No it's not right.  No software should be required to care about the
implementation details of the library it's using, *especially* when
dynamic linking on an OS that gets this right (such as GNU/Linux).

The previous upstream version of libnettle (or at least, the Debian
packaging thereof) got this right.  The current behavior is a regression.

While I will concede that it's *possible* to make every dependent package
adapt when the library changes the internal details of which libraries it
depends on, it is nevertheless *wrong* to do so.  It's completely
non-scalable on a variety of levels, and in this particular case breaks
various useful technologies such as prelink which rely on being able to sort
out the dependencies of individual ELF libraries.

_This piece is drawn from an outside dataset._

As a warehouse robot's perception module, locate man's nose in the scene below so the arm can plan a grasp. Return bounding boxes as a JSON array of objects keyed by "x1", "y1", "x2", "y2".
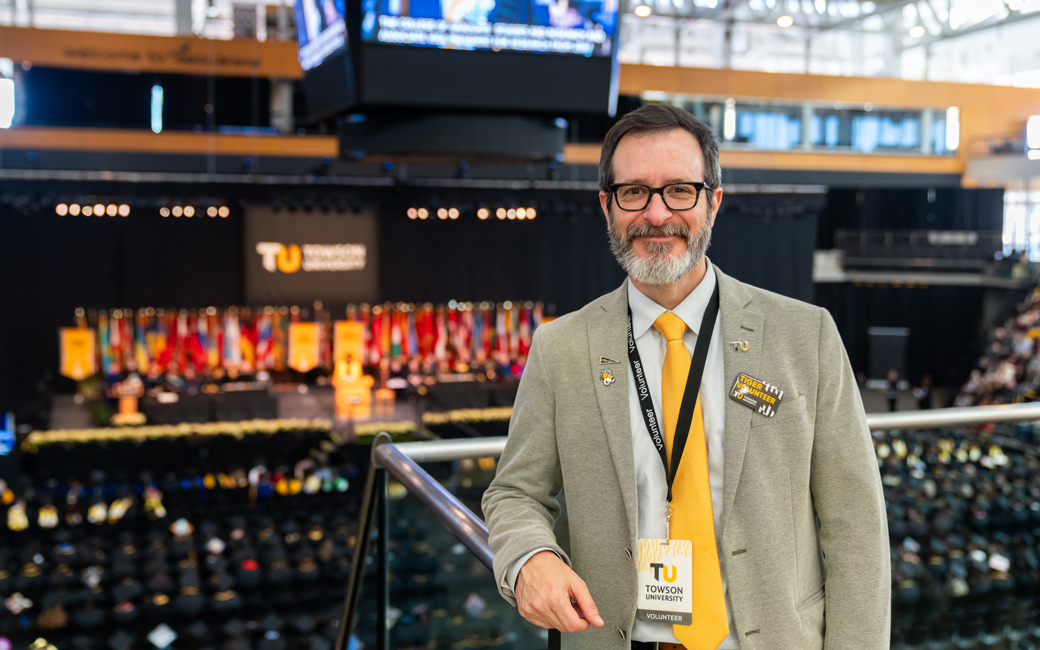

This regression also breaks any packages (e.g., those from etch) built
against the previous version of libnettle, because upgrading libnettle2 will
leave these gmpz symbols unresolved -- the old versions of the package
didn't need to link against libgmp, the new version of libnettle didn't, so
nothing links to libgmp.  Here again, it's obvious that the part that should
be linking against libgmp is the part that's actually *using* it --
libnettle, not the random app.

Thanks,
-- 
Steve Langasek                   Give me a lever long enough and a Free OS
Debian Developer                   to set it on, and I can move the world.